Now, the government does no longer accept this, and is in the opinion 
that there must be medical information systems, not only hospital-wide, 
but country-wide. They even set up a very expensive study- and design 
group NICTIZ, which in 7 years is to come with a product that maybe 
could be good 7 years ago, but it is not anymore today.
Like banks, insurances, shops, supermarket, even police and government, 
they offer Internet services. If there is a country-wide medical 
information system, the patient needs too his connectivities and 
responsibilities in this system. The NICTIZ system as far as is designed 
does not offer this. In fact it is a very old fashioned system, typical 
for the last century.

This is where Google and Microsoft come in. They fill in the information 
gap in many hospitals, they give responsibilities to the patient, the 
have Internet connectivity, they use most modern technical architecture 
(cloud), they offer an API for third parties to connect to, and large 
companies like these are well equiped for 24/7  99,999% uptime and save.

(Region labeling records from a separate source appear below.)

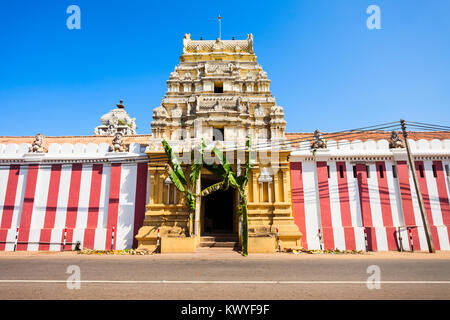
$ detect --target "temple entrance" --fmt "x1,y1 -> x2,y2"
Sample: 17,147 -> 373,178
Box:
201,175 -> 237,235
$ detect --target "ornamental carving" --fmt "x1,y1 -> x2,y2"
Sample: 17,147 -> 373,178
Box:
29,133 -> 47,153
111,132 -> 128,152
94,100 -> 136,135
311,129 -> 327,149
389,130 -> 405,149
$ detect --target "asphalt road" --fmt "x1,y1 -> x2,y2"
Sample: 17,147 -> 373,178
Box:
0,253 -> 450,300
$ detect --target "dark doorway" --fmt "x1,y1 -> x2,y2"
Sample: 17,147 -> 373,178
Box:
202,177 -> 234,234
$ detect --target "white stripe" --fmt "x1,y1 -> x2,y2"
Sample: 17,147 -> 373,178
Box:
72,228 -> 84,250
98,164 -> 111,230
354,227 -> 366,251
367,164 -> 384,227
0,166 -> 10,219
54,164 -> 72,230
94,164 -> 111,250
0,279 -> 450,285
423,161 -> 444,226
75,164 -> 92,230
385,161 -> 404,227
11,166 -> 28,232
5,166 -> 28,251
302,161 -> 320,249
116,164 -> 137,250
94,228 -> 107,250
49,228 -> 64,251
375,227 -> 389,251
328,162 -> 345,250
436,226 -> 450,250
28,165 -> 51,251
345,162 -> 362,228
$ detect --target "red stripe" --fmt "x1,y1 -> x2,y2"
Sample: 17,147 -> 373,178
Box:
375,161 -> 394,226
61,163 -> 83,250
397,161 -> 420,250
336,162 -> 356,250
38,164 -> 61,251
105,163 -> 122,250
344,227 -> 356,250
83,164 -> 103,249
397,161 -> 416,226
385,226 -> 400,251
290,162 -> 308,250
375,161 -> 398,250
433,161 -> 450,226
356,163 -> 377,251
17,164 -> 39,251
0,165 -> 20,251
365,227 -> 377,251
414,161 -> 441,250
133,163 -> 148,248
411,228 -> 420,251
317,161 -> 334,250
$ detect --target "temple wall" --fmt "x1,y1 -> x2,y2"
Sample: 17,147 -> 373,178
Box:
0,140 -> 450,251
0,143 -> 149,251
290,140 -> 450,251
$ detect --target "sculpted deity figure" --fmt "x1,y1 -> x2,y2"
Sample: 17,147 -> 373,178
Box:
111,132 -> 128,152
29,133 -> 47,153
311,129 -> 327,149
389,130 -> 405,149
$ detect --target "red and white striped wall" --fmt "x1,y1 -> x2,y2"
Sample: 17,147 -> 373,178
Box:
0,162 -> 149,251
291,157 -> 450,251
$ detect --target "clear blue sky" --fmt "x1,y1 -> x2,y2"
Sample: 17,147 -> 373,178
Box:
0,0 -> 450,136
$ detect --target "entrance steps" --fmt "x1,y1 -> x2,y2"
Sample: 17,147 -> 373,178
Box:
198,233 -> 240,251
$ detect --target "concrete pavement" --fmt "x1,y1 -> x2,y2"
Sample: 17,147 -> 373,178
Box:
0,252 -> 450,300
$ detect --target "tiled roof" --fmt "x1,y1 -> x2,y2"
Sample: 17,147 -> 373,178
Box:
0,134 -> 152,146
286,131 -> 450,142
0,131 -> 450,146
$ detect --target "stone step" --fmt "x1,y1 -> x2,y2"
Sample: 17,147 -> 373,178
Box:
200,233 -> 238,242
200,236 -> 238,242
195,247 -> 240,253
199,241 -> 239,248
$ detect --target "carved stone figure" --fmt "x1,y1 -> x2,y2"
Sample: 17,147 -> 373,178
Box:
311,129 -> 327,149
30,133 -> 47,153
111,132 -> 128,152
94,100 -> 136,135
389,130 -> 405,149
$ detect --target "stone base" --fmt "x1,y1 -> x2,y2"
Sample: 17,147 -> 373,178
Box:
161,237 -> 197,253
248,236 -> 276,253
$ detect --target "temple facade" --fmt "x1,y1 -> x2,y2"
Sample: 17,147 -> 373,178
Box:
0,34 -> 450,253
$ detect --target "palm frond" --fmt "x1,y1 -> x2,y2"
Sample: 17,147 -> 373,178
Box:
161,140 -> 187,186
167,167 -> 186,192
200,181 -> 225,197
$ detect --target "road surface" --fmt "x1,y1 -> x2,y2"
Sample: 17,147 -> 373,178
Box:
0,252 -> 450,300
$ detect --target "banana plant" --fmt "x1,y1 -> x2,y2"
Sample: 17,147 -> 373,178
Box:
162,140 -> 206,236
201,136 -> 254,256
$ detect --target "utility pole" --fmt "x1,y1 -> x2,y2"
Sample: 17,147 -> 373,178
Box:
217,14 -> 222,40
400,120 -> 436,253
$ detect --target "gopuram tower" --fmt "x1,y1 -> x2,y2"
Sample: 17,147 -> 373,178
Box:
136,34 -> 301,252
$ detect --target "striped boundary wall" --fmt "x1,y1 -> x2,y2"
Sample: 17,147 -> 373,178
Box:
290,160 -> 450,251
0,162 -> 149,251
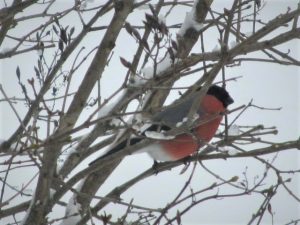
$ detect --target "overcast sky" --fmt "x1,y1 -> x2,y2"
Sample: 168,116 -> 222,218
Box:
0,0 -> 300,225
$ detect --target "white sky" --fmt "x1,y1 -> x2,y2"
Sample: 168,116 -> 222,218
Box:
0,0 -> 300,225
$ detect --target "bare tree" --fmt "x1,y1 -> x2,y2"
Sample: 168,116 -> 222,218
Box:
0,0 -> 300,225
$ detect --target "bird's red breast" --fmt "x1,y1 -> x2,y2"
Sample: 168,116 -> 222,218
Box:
160,95 -> 225,160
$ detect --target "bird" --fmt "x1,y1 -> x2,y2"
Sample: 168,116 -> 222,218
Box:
90,85 -> 234,165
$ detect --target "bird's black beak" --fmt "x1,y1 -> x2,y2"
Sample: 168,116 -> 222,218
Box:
225,96 -> 234,106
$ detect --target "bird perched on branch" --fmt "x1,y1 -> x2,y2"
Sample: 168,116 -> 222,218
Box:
90,85 -> 233,165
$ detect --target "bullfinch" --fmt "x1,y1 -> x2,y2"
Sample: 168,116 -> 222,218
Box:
90,85 -> 233,165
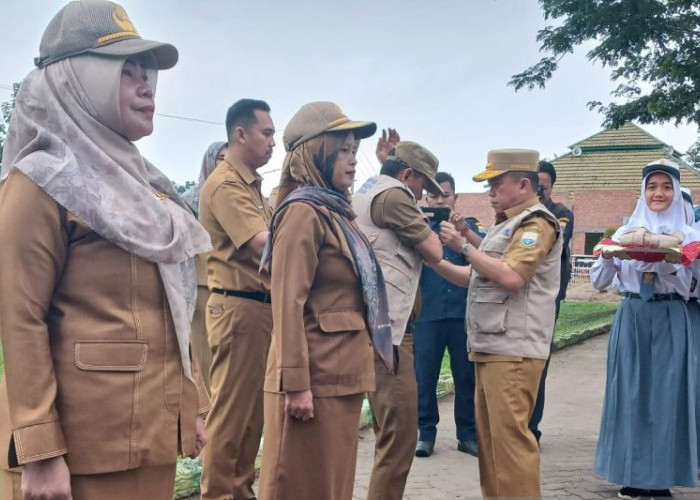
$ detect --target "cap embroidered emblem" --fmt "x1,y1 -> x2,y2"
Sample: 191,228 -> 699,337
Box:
97,5 -> 139,43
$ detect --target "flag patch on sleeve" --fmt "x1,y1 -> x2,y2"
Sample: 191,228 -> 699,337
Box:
520,231 -> 540,248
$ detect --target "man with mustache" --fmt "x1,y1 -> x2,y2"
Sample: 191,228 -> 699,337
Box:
200,99 -> 275,500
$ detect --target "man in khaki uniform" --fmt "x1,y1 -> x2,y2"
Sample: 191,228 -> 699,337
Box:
200,99 -> 275,500
435,149 -> 563,498
353,141 -> 442,500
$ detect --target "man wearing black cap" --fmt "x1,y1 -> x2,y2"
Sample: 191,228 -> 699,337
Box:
528,160 -> 574,443
353,139 -> 442,500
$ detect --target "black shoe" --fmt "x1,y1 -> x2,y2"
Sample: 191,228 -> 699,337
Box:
617,486 -> 650,500
416,441 -> 435,457
457,439 -> 479,457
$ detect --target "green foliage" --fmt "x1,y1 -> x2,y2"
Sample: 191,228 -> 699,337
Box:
509,0 -> 700,167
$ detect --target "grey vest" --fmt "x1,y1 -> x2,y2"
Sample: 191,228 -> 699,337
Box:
466,204 -> 563,359
352,175 -> 423,345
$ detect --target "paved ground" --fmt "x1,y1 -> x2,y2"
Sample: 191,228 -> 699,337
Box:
192,335 -> 700,500
355,335 -> 700,500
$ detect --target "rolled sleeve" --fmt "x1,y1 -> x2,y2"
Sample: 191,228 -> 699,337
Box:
211,181 -> 267,249
371,188 -> 432,247
0,172 -> 68,465
503,217 -> 557,282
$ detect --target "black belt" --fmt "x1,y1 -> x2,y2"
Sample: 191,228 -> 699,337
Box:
625,292 -> 685,301
211,288 -> 272,304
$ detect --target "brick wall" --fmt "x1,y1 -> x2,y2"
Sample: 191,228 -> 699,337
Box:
448,186 -> 700,254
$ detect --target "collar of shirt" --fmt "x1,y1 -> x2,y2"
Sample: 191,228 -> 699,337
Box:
496,196 -> 540,224
222,152 -> 262,184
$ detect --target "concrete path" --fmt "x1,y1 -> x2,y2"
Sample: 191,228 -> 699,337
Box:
354,335 -> 700,500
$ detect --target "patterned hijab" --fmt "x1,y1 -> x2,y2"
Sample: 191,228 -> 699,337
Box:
0,55 -> 211,377
182,141 -> 227,217
260,133 -> 394,371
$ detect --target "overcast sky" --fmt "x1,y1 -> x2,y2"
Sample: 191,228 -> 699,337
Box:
0,0 -> 697,192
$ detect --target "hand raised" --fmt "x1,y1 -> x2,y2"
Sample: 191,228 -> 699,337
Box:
376,128 -> 401,164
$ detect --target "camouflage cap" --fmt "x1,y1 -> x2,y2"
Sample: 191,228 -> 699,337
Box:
386,141 -> 445,195
282,101 -> 377,151
472,149 -> 540,182
34,0 -> 178,69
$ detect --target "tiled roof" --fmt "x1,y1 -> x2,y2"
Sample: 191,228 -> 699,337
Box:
569,122 -> 666,149
552,123 -> 700,192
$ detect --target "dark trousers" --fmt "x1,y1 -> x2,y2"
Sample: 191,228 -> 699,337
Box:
528,300 -> 560,443
413,319 -> 476,442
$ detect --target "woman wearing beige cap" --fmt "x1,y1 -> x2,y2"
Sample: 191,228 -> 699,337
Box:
259,102 -> 393,500
0,1 -> 210,500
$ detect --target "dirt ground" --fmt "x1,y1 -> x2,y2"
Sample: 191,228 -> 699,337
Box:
566,283 -> 622,304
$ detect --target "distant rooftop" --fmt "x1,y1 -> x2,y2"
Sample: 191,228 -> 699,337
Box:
552,122 -> 700,193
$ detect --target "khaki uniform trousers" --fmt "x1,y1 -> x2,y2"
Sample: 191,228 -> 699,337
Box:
0,464 -> 175,500
367,335 -> 418,500
474,358 -> 545,499
201,293 -> 272,500
192,285 -> 212,397
258,392 -> 364,500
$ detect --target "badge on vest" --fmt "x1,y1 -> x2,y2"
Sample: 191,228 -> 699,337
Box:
520,231 -> 540,248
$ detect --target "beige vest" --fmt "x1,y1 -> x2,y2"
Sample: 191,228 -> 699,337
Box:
466,204 -> 563,359
352,175 -> 423,345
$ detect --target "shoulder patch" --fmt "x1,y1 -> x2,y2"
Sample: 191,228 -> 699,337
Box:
520,228 -> 542,248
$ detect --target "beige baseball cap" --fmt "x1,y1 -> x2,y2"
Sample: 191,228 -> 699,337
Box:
282,101 -> 377,151
472,149 -> 540,182
34,0 -> 178,69
386,141 -> 445,195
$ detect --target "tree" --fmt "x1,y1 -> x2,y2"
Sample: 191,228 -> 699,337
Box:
0,82 -> 19,165
509,0 -> 700,167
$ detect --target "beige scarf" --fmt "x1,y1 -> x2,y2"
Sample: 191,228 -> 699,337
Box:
0,55 -> 211,378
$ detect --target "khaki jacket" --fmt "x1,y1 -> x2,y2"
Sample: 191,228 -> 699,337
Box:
352,175 -> 423,345
0,172 -> 208,474
466,203 -> 563,359
265,202 -> 375,397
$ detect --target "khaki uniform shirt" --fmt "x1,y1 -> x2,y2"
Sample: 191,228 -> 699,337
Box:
199,153 -> 272,293
0,172 -> 209,472
264,202 -> 375,397
469,198 -> 557,363
372,188 -> 432,325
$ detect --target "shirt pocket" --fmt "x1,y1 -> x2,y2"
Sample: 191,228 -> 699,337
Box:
318,309 -> 365,333
467,288 -> 509,334
75,340 -> 148,372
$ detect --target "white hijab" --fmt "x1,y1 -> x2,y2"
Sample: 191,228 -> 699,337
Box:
0,55 -> 211,378
612,166 -> 699,243
612,160 -> 700,271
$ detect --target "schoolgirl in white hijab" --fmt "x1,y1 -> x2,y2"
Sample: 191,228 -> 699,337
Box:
591,159 -> 700,498
590,159 -> 700,299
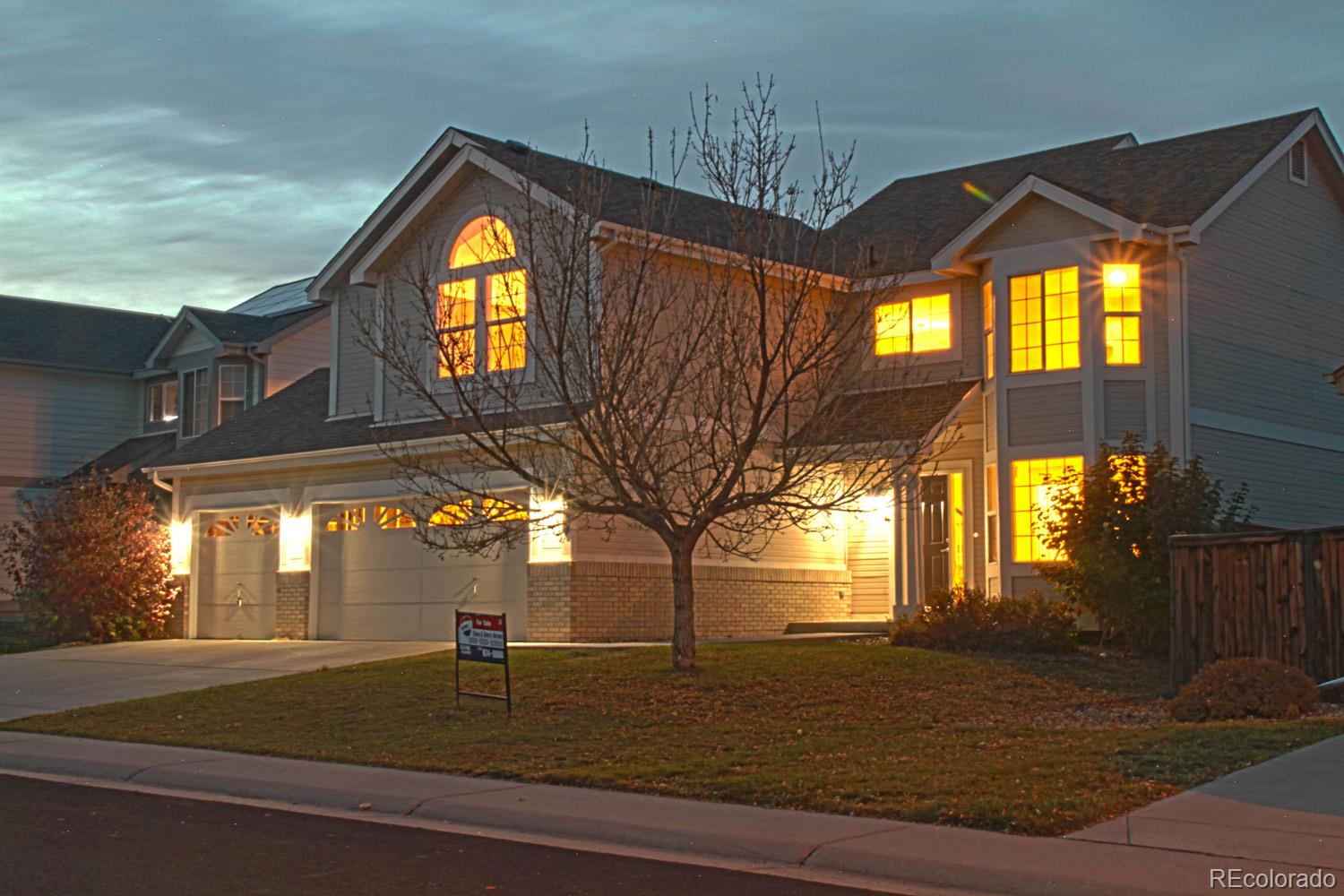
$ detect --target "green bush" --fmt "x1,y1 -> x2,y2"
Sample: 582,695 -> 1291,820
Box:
0,473 -> 177,643
892,587 -> 1077,653
1167,657 -> 1322,721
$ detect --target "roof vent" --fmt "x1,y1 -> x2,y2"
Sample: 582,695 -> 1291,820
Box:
1288,140 -> 1306,184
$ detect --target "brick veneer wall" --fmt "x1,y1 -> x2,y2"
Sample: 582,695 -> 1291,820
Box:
168,575 -> 191,638
276,571 -> 312,641
527,562 -> 851,641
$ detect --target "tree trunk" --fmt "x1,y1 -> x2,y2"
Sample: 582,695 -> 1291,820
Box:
671,543 -> 695,672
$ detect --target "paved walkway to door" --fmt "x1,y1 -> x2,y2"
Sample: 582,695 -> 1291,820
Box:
0,641 -> 453,721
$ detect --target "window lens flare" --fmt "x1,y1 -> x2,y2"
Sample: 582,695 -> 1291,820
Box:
961,180 -> 995,205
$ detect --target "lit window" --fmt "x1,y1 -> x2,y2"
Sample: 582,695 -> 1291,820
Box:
980,280 -> 995,380
220,364 -> 247,423
429,498 -> 527,525
986,463 -> 999,563
182,366 -> 210,438
438,215 -> 527,379
1012,457 -> 1083,563
327,508 -> 365,532
1101,264 -> 1144,366
874,294 -> 952,355
374,506 -> 416,530
204,516 -> 238,538
1008,267 -> 1080,374
147,380 -> 177,423
247,514 -> 280,535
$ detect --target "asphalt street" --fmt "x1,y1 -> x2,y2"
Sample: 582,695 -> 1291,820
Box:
0,775 -> 863,896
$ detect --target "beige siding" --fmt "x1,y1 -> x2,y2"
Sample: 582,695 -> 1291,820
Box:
1007,383 -> 1083,447
0,366 -> 142,481
1102,380 -> 1148,444
333,289 -> 374,415
1188,142 -> 1344,434
266,315 -> 331,398
970,194 -> 1109,253
1191,426 -> 1344,528
847,506 -> 895,616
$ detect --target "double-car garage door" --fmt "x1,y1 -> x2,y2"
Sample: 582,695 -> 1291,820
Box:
196,504 -> 527,641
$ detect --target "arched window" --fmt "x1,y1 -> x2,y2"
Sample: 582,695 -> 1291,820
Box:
438,215 -> 527,377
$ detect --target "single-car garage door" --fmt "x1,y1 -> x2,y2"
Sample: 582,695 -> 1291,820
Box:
317,504 -> 527,641
196,511 -> 280,638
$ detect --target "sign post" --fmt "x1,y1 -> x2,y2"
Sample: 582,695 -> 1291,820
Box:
453,610 -> 513,716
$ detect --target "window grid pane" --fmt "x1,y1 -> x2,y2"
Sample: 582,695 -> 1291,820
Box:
1012,457 -> 1083,563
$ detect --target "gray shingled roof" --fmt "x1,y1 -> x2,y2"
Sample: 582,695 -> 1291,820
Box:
187,305 -> 322,345
0,296 -> 172,374
828,110 -> 1314,274
153,366 -> 578,468
228,277 -> 314,317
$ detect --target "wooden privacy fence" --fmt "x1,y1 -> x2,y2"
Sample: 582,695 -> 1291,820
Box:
1171,527 -> 1344,694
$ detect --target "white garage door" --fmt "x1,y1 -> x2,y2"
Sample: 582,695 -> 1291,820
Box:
196,511 -> 280,638
317,504 -> 527,641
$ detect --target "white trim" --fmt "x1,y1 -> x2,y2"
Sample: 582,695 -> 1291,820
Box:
327,296 -> 339,419
930,175 -> 1166,272
306,127 -> 476,304
349,146 -> 573,286
1190,407 -> 1344,452
145,307 -> 225,366
1183,110 -> 1344,243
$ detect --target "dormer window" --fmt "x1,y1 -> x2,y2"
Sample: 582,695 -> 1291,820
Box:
438,215 -> 527,379
145,382 -> 177,423
1288,140 -> 1306,186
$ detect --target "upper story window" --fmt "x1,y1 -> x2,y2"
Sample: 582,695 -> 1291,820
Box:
220,364 -> 247,423
873,293 -> 952,355
147,382 -> 177,423
1101,264 -> 1144,366
980,280 -> 995,380
182,366 -> 210,438
1008,267 -> 1080,374
438,215 -> 527,377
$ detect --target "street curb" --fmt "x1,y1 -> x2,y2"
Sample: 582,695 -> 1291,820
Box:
0,732 -> 1333,896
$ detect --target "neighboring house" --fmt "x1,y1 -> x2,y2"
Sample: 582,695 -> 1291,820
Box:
0,280 -> 331,616
144,110 -> 1344,641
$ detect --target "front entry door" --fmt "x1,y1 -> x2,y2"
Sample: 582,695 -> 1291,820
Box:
919,476 -> 952,598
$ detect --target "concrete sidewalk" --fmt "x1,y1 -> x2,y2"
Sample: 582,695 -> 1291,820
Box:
0,732 -> 1344,896
0,641 -> 452,721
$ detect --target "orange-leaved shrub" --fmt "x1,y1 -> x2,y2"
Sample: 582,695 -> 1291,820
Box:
1167,657 -> 1320,721
0,471 -> 177,643
892,586 -> 1077,653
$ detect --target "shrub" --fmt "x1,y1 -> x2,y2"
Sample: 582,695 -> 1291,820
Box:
0,473 -> 177,642
892,587 -> 1077,653
1037,435 -> 1250,653
1167,657 -> 1320,721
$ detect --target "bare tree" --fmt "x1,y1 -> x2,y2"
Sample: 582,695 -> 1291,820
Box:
357,79 -> 946,670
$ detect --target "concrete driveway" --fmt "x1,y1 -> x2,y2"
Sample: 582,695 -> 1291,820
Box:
0,641 -> 452,721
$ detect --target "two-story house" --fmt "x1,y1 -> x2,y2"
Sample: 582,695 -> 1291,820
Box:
0,280 -> 330,616
144,110 -> 1344,641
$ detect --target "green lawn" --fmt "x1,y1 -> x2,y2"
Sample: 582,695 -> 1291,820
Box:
0,622 -> 51,653
4,642 -> 1344,834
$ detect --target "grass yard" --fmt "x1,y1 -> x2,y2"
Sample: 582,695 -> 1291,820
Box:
0,622 -> 51,653
3,642 -> 1344,834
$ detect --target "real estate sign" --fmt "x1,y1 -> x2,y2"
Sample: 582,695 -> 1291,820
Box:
453,610 -> 513,716
457,610 -> 508,665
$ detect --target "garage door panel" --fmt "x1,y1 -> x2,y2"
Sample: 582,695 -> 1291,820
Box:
317,506 -> 527,641
196,511 -> 280,640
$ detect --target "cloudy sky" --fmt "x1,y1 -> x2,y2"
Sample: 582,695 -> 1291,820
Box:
0,0 -> 1344,312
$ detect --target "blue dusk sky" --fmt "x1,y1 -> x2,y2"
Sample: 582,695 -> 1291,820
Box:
0,0 -> 1344,313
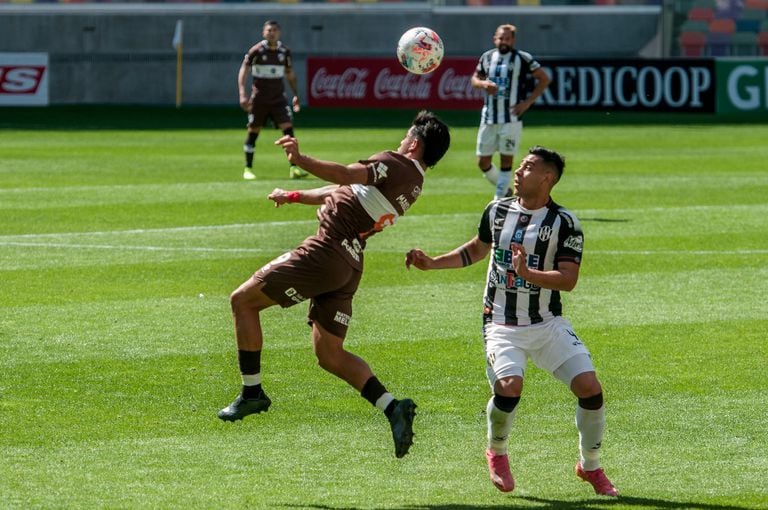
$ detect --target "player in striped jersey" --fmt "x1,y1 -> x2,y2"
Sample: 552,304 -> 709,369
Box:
405,147 -> 618,497
472,24 -> 550,199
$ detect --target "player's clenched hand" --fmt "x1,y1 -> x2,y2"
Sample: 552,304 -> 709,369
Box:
405,248 -> 432,271
275,135 -> 301,164
267,188 -> 290,207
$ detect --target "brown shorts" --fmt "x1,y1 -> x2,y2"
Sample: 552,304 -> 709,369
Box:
247,100 -> 293,127
253,237 -> 362,338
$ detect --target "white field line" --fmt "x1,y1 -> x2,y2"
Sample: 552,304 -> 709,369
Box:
0,213 -> 768,256
0,241 -> 768,256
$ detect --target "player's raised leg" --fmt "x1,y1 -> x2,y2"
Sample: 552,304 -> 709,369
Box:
218,277 -> 275,421
312,321 -> 416,458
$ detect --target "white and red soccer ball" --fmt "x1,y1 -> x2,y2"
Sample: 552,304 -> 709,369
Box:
397,27 -> 445,74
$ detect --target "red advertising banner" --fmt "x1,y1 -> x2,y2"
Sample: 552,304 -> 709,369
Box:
0,53 -> 48,106
307,57 -> 483,110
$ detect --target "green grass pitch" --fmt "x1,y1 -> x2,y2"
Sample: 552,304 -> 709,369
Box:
0,109 -> 768,510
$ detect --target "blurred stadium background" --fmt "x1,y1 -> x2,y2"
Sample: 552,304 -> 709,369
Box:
0,0 -> 768,117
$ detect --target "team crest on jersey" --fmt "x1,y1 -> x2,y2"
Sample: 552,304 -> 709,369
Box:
563,236 -> 584,253
373,161 -> 389,182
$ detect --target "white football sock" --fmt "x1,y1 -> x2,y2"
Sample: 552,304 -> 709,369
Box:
496,169 -> 512,200
485,396 -> 515,455
240,373 -> 261,386
480,163 -> 499,184
576,405 -> 605,471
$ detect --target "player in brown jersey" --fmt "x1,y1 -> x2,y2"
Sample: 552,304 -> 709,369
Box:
237,20 -> 307,180
219,111 -> 450,458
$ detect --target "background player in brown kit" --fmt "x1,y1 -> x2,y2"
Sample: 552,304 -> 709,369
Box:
237,20 -> 307,180
219,112 -> 450,457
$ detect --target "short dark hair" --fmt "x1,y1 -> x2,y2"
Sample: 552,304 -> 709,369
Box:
412,110 -> 451,166
528,145 -> 565,182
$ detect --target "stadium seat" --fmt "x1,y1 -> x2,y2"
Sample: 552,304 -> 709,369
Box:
731,32 -> 758,57
734,7 -> 768,21
688,7 -> 715,23
678,32 -> 707,57
709,18 -> 736,34
680,19 -> 709,32
736,19 -> 760,34
707,32 -> 733,57
757,32 -> 768,57
744,0 -> 768,11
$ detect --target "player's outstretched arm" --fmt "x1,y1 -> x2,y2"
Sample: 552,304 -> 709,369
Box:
405,236 -> 491,271
275,135 -> 368,185
267,184 -> 338,207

The only thing the Dutch government has to do is make service 
level-aggreements on where to store data, how to backup, which 
security-levels, etc.

The govenrment is not yet that far, they see it as a political blamage 
to give up NICTIZ, it costed hunreds of millions, in 7 years, and 
produced nothing that is yet working. The hospitals however, they don't 
have the risc of blamage, but they have an information gap.
You know what they say in the Netherlands about sheep: if one is over 
the bridge, others will follow, something like that.

It could go fast.
> What about the legal consequences? For example: I can remember being 
> told my multiple sources that it is not legal to store healthcare data 
> of a UK citizen outside of UK. Will the mentioned solution be located 
> in USA? Are there similar legal constraints for discussed setup?
There is a lot to say about legal consequences, for example, copyright, 
who is the owner of the data but on the other hand, the patient will be 
responsible for what to store, and by whome visible, that must be a big 
relief. It maybe makes things in legal perspective simpel.
However, this is only what I think and read, and I am not an expert in this.